What is certain at this point, however, is that the arguments and attacks now being used in the intraparty skirmishes, will reappear in the general election in November.
The handful of contests that have taken place so far have given shape to the election. First they have trimmed the field—basically to a two-man race in each party. The early battles have defined the issues and the lines of attack.
The major intraparty battles will take place March 7 and March 14. On these two days the majority of both parties’ voters will decide their nominee. By mid-March, in other words, the Republican and Democratic candidates will be decided.

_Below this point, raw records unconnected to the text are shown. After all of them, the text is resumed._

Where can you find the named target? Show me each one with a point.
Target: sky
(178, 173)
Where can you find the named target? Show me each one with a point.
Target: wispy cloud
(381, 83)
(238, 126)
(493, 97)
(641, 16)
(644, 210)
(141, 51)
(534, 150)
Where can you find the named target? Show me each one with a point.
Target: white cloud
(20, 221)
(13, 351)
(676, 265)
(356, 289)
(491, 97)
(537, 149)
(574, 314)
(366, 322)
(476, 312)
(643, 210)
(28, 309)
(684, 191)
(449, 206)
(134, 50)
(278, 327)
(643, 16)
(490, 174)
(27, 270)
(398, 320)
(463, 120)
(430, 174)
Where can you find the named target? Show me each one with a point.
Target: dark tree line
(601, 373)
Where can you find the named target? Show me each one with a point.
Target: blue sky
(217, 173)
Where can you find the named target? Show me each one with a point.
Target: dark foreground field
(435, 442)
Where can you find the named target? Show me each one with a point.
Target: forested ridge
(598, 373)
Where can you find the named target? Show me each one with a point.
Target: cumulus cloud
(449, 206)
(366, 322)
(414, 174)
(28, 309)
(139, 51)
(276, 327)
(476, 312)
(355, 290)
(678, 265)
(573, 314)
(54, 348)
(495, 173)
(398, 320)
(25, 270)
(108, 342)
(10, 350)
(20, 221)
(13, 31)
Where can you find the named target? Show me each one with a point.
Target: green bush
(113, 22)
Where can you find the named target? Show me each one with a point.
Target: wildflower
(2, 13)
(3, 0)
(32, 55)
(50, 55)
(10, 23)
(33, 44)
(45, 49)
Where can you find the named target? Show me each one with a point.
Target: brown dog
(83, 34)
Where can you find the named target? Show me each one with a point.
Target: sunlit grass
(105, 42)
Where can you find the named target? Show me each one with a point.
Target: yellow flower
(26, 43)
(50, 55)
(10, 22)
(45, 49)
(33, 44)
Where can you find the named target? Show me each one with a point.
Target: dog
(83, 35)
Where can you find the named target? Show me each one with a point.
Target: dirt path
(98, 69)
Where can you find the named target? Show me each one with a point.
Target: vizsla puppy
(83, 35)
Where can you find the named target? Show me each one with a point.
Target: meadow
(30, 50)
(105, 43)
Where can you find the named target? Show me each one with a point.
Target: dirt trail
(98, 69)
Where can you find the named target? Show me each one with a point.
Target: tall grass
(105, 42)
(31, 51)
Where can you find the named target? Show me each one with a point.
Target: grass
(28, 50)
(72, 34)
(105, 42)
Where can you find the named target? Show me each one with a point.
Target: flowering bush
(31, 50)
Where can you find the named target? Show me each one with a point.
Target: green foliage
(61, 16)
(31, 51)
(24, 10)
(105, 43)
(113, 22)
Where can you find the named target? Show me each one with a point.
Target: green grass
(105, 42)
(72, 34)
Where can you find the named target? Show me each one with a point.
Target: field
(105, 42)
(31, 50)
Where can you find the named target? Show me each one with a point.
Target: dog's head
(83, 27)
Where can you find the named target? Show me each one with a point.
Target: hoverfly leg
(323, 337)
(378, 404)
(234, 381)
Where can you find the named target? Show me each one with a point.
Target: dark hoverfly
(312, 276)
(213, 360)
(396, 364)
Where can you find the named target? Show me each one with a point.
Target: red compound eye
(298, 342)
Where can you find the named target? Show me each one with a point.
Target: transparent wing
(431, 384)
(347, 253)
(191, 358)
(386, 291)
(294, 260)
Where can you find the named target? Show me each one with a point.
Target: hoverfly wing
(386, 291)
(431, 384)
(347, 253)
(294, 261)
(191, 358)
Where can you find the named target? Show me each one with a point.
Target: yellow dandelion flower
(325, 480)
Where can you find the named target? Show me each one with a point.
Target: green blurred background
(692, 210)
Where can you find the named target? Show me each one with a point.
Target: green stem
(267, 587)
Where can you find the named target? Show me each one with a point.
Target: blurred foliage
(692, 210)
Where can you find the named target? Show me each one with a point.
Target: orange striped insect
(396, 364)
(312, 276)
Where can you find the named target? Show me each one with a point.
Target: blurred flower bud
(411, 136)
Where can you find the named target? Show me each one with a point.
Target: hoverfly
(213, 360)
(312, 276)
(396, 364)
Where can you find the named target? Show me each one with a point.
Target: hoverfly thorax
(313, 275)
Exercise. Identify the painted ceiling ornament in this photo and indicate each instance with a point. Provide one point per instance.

Despite having been wounded and still facing tough challenges, the institutional favorites remain Bush and Gore. McCain has attracted significant press and an emotional public following, especially among independents, moderate Republicans and some Democrats, but Bush has, so far, retained strong Republican support, especially among active conservatives. On the Democratic side, Bradley has been unable to gain traction or national attention in the past three weeks—since the press focus has been on the McCain upheaval. Therefore, going into March, the election still appears to be Gore’s.
If Bush and Gore will be the nominees and face off against each other—their campaigns against each other may, in part, already be playing out in the primary contest.
Like McCain, Gore will no doubt accuse Bush of being hostage to the religious right wing and displaying insensitivity to Catholics and other minorities. He will also challenge the Republican for his huge campaign fund and his exaggerated campaign spending. Like McCain, Gore will also, certainly challenge Bush’s tax cutting proposal noting that it leaves too little money in the treasury to protect the Social Security and the Medicare funds.
Similarly, Bush’s challenges against Gore will almost certainly echo Bradley’s line of attack. Gore will be questioned for his involvement in the alleged campaign finance irregularities of 1996 and he will be challenged for his tendency to exaggerate his record and for his lack of candor.
The general thrust of the charges, both ways, will be the same. Interestingly, however, they may be less hostile in tone.
What the Fall debate will also inherit from the primary campaigns will be the extreme partisanship of the contest. Both Bush and Gore have attempted in their own ways to remain in control of the center of the policy debate. Bush’s “compassionate conservatism,” his initial refusal to use litmus tests in appointments and his outreach to minorities in the way he has addressed issues like immigration and education—this was the package that the Republican establishment hoped would bring their party victory in November.
In South Carolina and Michigan, Bush’s campaign moved significantly to the right. Bush has retained some of his “compassionate” rhetoric—but has focused more on his conservative roots. To win against McCain’s “independent” challenge, Bush has felt the need to organize his strong Republican support base. This will continue in the remaining primary states.
Gore, too, sought to maintain the centrist ideology that brought Democrats victory in the past two elections. Bradley’s challenge from the left, however, has forced the Vice President to emphasize issues and policies that may cause him to be attacked as “too liberal” in November.
And so, as you watch the next two rounds of primaries in March, it will be interesting to note how they serve not only to determine the winner in each party, but how they set the stage for the final contest in November—defining the issues and challenges that will confront each of the candidates for the presidency.